The operation button 60 is an inclination angle measurement instruction button that is operated to know the front-back inclination angle of the sleeping pillow 20 when awake. The tilt angle measurement instruction button 60 is composed of a plurality of measurement buttons for instructing the measurement of the tilt angle, which are provided corresponding to each of the dizziness degree ranks by dividing the degree of dizziness (dizziness degree) into a plurality of ranks. .. Here, the degree of dizziness is divided into three, "small", "medium", and "large", and one measurement button 61, 62, 63 is provided for each. The measurement button 61 (round button) with a degree of dizziness "small" indicates the anterior-posterior inclination angle of the head during sleep (accurately, the pillow) when awakening with a refreshing feeling (when awakening is "good").

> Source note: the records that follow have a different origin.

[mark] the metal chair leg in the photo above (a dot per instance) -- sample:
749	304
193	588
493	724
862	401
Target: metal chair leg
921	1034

It is a measurement button (hereinafter referred to as "measurement button 61 when awakening is good") that is operated to indicate the measurement of the front-back inclination angle of 20). The measurement button 62 (triangular button) with a degree of dizziness "medium" indicates the anterior-posterior inclination angle of the head during sleep when awakening with a feeling that is neither refreshing nor unpleasant (in the case of awakening "normal"). A measurement button (hereinafter referred to as "awakening normal measurement button 62") that is operated to indicate measurement. The measurement button 63 (square button) with a degree of dizziness "Large" is used to indicate the measurement of the anterior-posterior inclination angle of the head during sleep when awakening with an unpleasant feeling (in the case of awakening "unpleasant"). It is a measurement button (hereinafter referred to as "measurement button 63 when awakening is unpleasant") to be operated.

With reference to FIG. 3, the user terminal 40 has a computer-based control means 90 including a CPU. The control means 90 also includes the wireless communication means 91 and the tilt angle setting control means 92. Further, the control means 90 transmits the measurement instruction signal S3 to the measurement communication unit 30 based on the selective operation of one of the measurement buttons 61 to 63 as a part thereof, and the measurement communication unit 90. The pillow 20 has an inclination angle value acquisition means 93 for executing the measurement of the inclination angle in the front-rear direction of the pillow 20 and acquiring the inclination angle value information D1 of the measurement result from the measurement communication unit 30. When one of the measurement buttons 61 to 63 is selectively operated, the inclination angle value acquisition means 93 transmits the measurement instruction signal S3 to the measurement communication unit 30 on the pillow 20 side by the wireless communication means 91. In the measurement communication unit 30, the transmission control function for executing the measurement for the front-back tilt angle of the pillow 20 and the front-back tilt angle of the pillow 20 on the measurement communication unit 30 side of the pillow 20 in response to the measurement instruction signal S3. It has a reception control function of receiving the tilt angle value information D1 transmitted from the measurement communication unit 30 as the measurement result from the wireless communication means 91.

Further, the control means 90 has the tilt angle value information D1 acquired from the measurement communication unit 30 and the dizziness rank information according to the type of the operated measurement buttons 61 to 63 (small, medium, large or good, normal, unpleasant). Is associated with and is made into one set of information, and the sum of the date and time information at the time of measurement (hereinafter referred to as "measurement date information") is stored as "dizziness history data" in a RAM or a card-type storage medium. It has a control means 94.

Further, the control means 90 includes a history list display control means 95 that displays a list of dizziness history data on the liquid crystal display screen 41 by distinguishing the dizziness history data for each measurement and displaying the dizziness history data together with the measurement date information. FIG. 2 illustrates how the dizziness history data is listed on the liquid crystal display screen 41. By looking at this dizziness history data, the patient can know the anteroposterior inclination angle of the pillow 20 to be selected and set the next time he / she goes to bed.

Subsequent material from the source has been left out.